No romance de Adriana Lisboa, esse conjunto responde pela reflexão sobre as relações, o amor, o medo, a vida, o tempo, a beleza e um rol de outras questões que insere o drama narrado numa dimensão universalizante. Isto é, essas que independem do lugar do indivíduo no mundo ou do modelo de vida adotado por ele. Talvez resida nesse ponto a compreensão ao menos adequada para que esse romance fisgue o leitor desde o começo e só o solte no final de tudo. Certos mistérios são soltados de maneira como quem oferece pequenas doses de um bom doce que lhe obriga a permanecer atento para ganhar alguma recompensa no final – quem sabe todo o doce.

De certo modo o trabalho de João é o de dar forma ao romance que seria (ou é?) escrito por Teresa, pensamos. Sim, mas é fato que não consegue. O leitor perceberá, no desfecho de Um beijo de colombina que o produto da escrita dessa personagem é uma possibilidade do romance de Teresa; ainda que a ideia seja trabalhada por ele, os seus escritos são já outro texto. Um texto possível.
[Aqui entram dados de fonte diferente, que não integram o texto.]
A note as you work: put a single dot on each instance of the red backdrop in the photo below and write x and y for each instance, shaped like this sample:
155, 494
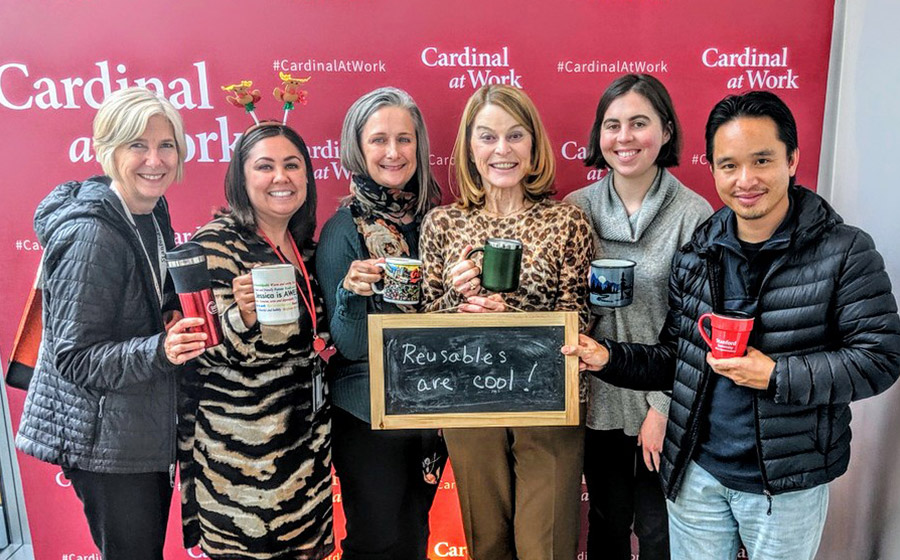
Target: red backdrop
58, 60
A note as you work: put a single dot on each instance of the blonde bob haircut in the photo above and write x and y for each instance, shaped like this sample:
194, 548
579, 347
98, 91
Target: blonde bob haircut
123, 117
538, 182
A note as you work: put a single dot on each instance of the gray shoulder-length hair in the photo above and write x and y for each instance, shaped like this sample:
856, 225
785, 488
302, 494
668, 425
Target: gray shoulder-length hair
353, 159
Um beijo de colombina que volta ao tema da metanarrativa, toca assim na revisão de várias outras questões, além do próprio ato da escrita: o tema do autor, do ponto de vista (note que aqui a experiência de leitura de Manuel Bandeira é mediada por uma sorte de outras condições diferentes das que seriam vividas por Teresa), ou a constante e nunca amistosa relação da ficção com a ideia a concepção racionalista de verdade. Esse último tópico é visível na forma como a morte de Teresa é tratada pelo narrador: enquanto a imprensa forja um fim trágico para a escritora a partir dos versos soltos de um poema de Manuel Bandeira deixado na porta da geladeira que indicaria uma morte por afogamento, ele prefere, na combinação dos vários acontecimentos, enquanto descobre a obra e a vida do poeta brasileiro, não construir afirmações fechadas, mas imaginar toda uma sorte de situações, todas igualmente possíveis de ter acontecido. Uma delas, e não irei responder, é, não inscrita por João (ao menos no auge da cobertura midiática), mas sugerido pelo leitor depois das próprias possibilidades elencadas pelo narrador, e se Teresa não tiver morrido? E se o vivido pela narrativa de João for narrativa dessa escritora?
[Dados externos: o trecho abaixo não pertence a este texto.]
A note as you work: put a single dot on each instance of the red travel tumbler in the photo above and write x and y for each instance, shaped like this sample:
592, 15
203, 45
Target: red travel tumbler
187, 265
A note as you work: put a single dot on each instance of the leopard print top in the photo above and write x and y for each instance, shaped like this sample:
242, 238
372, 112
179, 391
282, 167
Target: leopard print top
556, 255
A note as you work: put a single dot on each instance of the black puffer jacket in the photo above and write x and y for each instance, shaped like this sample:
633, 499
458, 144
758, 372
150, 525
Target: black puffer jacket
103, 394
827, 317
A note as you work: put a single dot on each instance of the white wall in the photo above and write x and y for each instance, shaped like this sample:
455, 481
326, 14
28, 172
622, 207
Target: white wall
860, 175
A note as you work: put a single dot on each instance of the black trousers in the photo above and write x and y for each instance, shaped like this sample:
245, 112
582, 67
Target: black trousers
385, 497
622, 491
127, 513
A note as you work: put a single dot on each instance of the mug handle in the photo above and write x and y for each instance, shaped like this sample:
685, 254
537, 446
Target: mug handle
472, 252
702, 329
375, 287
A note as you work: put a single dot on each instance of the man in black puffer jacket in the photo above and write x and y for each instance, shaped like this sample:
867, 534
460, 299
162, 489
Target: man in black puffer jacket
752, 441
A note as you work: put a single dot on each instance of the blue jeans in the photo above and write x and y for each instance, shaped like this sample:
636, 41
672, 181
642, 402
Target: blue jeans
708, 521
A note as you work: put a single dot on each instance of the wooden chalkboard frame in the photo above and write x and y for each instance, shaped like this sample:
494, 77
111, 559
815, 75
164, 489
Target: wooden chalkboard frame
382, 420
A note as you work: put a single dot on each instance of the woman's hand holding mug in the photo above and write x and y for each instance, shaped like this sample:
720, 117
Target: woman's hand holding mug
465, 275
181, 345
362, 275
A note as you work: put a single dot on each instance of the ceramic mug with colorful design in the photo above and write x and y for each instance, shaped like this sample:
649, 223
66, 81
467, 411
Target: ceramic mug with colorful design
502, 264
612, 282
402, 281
Outra habilidade de Adriana Lisboa com a construção da narrativa é a de, mesmo construindo um texto de forte apelo estético e em profundo diálogo com a cultura literária que lhe antecede, não deixa de inserir as questões sociais, muitas delas muito caras nas discussões sobre o modo de vida nas grandes cidades, como se fizesse da obra uma janela para revisar determinadas posturas. As corruptelas do dia-a-dia (como o simples uso da contramão que facilita a vida diária do motorista), a violência (do taxista capaz de surrar um menor apenas pela aparência até levá-lo à morte aos olhos da polícia que apenas desvia o olhar para a situação), são dois exemplos impossíveis de deixar de citar, que demonstram essa vivacidade do texto de Adriana Lisboa.

A brevidade do texto não deixa o leitor mais simples, se estiver incomodado por perder o fio das emoções, cair de fome como quando li o Filomena Borges, de Aluísio Azevedo. Dá para ler sem medo numa sentada. Agora as razões que inscrevem esse romance no rol dos que enfeitiçam quem o lê está na forma como a romancista alia prosa e poesia numa trama muito bem arquitetada, marcada por uma escrita leve e elegante. E, sobretudo, por construir personagens tão próximos que nos sentimos irmanados com eles nesse complexo drama que é viver e amar. Isso serve, por enquanto, como uma resposta para aquela inquietação inicial. Não é uma conclusão definitiva, claro.